Either upload the raw binary ( **media** parameter) of the file, or its base64-encoded contents ( **media_data** parameter). Use raw binary when possible, because base64 encoding results in larger file sizes.
**Endpoint information**
| | |
|-------------------------|-----|
| Requires authentication | Yes |
| Has restricted scope | No |
**Error codes**
| | | |
|-------|---------| --------------------- |
| `400` | `2001` | File is too large |
| `400` | `2002` | Unsupported file type |
+ Request (multipart/form-data)
+ Headers
Authorization: JWT <token>
+ Response 200
+ Attributes
+ avatar: `https://...` (string) - Public download URL
### Delete user avatar [DELETE]
Restores user avatar to the default one.
**Endpoint information**
| | |
|-------------------------|-----|
| Requires authentication | Yes |
| Has restricted scope | No |
+ Request
+ Headers
Authorization: JWT <token>
+ Response 204
## Users [/users]
### List all users [GET]
Returns a list of users.
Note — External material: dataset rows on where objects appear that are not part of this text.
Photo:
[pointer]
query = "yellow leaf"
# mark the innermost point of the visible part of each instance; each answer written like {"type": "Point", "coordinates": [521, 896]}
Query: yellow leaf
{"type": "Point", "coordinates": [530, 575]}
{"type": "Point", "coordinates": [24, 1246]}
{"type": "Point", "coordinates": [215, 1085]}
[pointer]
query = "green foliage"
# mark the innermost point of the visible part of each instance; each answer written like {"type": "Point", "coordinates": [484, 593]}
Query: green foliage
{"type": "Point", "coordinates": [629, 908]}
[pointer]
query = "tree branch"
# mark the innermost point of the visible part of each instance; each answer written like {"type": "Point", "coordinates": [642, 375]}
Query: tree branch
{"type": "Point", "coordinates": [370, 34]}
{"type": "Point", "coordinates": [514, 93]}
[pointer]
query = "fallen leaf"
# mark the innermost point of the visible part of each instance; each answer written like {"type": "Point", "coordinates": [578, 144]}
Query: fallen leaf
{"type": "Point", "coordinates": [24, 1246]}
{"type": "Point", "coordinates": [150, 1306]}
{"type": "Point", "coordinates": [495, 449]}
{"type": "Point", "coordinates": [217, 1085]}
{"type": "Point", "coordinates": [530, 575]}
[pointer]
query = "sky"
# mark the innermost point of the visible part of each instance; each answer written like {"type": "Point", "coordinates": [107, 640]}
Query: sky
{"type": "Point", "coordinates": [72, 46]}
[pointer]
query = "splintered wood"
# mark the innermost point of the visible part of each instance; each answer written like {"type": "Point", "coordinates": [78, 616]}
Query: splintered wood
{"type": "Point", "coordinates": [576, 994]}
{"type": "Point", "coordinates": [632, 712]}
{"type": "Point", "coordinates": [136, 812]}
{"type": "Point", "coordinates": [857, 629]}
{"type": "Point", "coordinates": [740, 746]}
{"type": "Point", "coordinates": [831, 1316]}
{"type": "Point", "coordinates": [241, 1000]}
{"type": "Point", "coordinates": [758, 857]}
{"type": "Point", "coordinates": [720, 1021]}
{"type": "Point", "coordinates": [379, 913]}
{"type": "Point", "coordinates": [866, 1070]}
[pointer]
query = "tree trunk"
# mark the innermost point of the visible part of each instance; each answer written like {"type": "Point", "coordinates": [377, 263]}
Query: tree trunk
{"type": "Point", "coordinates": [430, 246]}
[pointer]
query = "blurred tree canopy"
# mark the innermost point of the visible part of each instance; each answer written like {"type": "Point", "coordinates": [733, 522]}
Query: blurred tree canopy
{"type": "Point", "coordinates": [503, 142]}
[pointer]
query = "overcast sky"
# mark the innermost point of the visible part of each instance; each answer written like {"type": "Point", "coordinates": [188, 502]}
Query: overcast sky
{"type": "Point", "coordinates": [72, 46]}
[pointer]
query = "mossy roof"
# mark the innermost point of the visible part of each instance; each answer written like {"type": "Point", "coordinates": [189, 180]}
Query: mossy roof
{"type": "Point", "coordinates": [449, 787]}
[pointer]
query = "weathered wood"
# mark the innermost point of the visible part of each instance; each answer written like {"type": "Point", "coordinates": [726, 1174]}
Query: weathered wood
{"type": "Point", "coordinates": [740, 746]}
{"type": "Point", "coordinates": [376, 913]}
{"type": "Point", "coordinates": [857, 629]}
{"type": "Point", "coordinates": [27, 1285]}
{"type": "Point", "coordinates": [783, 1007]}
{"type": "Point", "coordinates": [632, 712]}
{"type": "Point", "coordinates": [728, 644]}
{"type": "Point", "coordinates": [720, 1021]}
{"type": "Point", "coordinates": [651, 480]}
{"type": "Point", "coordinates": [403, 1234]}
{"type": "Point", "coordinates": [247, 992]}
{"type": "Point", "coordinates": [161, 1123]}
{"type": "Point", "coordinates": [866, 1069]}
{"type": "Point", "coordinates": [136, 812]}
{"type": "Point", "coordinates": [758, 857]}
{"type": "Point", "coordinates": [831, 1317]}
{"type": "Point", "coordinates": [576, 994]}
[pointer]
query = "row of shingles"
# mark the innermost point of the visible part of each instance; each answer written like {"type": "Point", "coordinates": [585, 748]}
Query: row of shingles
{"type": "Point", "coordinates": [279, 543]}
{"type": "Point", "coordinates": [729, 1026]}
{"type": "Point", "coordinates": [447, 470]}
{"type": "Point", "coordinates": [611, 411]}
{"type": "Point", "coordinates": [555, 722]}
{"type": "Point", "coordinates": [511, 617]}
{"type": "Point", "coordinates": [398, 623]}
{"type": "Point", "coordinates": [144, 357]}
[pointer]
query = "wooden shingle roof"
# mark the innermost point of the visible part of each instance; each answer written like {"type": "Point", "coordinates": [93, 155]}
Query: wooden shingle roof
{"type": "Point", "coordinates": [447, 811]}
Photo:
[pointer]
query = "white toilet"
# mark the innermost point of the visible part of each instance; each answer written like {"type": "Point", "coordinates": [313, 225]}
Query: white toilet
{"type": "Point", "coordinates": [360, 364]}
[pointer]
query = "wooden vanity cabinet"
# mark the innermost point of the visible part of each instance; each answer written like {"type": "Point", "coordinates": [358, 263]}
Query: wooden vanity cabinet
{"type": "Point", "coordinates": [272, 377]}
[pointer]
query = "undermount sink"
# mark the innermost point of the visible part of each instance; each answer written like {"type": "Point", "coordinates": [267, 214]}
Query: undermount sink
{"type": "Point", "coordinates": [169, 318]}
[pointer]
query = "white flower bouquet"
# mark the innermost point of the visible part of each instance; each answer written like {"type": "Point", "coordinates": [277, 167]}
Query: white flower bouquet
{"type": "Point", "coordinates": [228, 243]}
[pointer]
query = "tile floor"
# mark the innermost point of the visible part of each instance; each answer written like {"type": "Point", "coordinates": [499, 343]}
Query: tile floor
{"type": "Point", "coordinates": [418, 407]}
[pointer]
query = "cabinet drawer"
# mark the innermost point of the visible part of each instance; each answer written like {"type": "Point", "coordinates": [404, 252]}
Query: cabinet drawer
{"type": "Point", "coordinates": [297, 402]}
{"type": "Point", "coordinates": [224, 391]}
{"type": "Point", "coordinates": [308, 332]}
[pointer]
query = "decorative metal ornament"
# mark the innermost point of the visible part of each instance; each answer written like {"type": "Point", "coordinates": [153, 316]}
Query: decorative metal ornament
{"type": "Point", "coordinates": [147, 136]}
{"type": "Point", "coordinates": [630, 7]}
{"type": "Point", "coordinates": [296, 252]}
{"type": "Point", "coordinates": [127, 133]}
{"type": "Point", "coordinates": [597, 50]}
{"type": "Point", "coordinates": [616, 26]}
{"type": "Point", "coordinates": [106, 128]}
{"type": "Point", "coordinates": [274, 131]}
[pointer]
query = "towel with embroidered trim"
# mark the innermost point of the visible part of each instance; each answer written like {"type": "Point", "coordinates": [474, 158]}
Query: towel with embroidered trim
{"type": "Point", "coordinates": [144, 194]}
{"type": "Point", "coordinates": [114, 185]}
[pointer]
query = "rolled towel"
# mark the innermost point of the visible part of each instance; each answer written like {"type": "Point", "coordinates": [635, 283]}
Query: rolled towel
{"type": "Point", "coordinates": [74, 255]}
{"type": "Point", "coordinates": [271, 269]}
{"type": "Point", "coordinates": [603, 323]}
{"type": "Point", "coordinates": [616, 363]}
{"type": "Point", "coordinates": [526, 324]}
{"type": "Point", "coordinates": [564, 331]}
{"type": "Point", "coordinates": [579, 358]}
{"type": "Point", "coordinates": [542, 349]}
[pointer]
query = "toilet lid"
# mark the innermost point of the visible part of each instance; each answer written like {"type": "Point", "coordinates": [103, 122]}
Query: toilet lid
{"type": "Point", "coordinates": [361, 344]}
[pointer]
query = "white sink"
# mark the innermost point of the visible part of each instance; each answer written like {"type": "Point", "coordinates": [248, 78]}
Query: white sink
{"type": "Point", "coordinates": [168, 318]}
The users are returned in sorter order, with the most recently created user accounts appearing first.
| | |
|-------------------------|-----|
| Requires authentication | Yes |
| Has restricted scope | No |
+ Request
+ Headers
Authorization: JWT <token>
+ Response 200 (application/json)
+ Attributes (array[User])
## User [/users/{id}]
+ Parameters
+ id: `a6vhAo3FG7t1` (string) - id of the user.
### Retrieve a user [GET]
Retrieves the details of an existing user.
| | |
|-------------------------|-----|
| Requires authentication | Yes |
| Has restricted scope | No |
**Error codes**
| | | |
|-------|---------| ----------------------------- |
| `400` | `1000` | Referenced resource not found |
+ Request
+ Headers
Authorization: JWT <token>
+ Response 200 (application/json)
+ Attributes (User)
+ Response 404
# Data Structures
## Resource (object)
+ id: `a6vhAo3FG7t1` (string, fixed) - Short non-sequential url-friendly unique id.
+ createdAt: `2016-07-01T15:11:09.553Z` (string) - ISO Date/time string. When this resource was created.
+ updatedAt: `2016-07-01T15:11:09.553Z` (string) - ISO Date/time string. When this resource was last updated.
## User (Resource)
+ email: `[email protected]` (string, required) - Login. Unique email address of the user.
+ facebookId: `888047057953991` (number, optional, nullable) - Facebook ID of the user if user account is linked to the Facebook account.
+ name: `John` (string, optional, nullable) - First name of the user.
+ surname: `Doe` (string, optional, nullable) - Last name of the user.
+ avatar (string, optional, nullable) - URL to user avatar.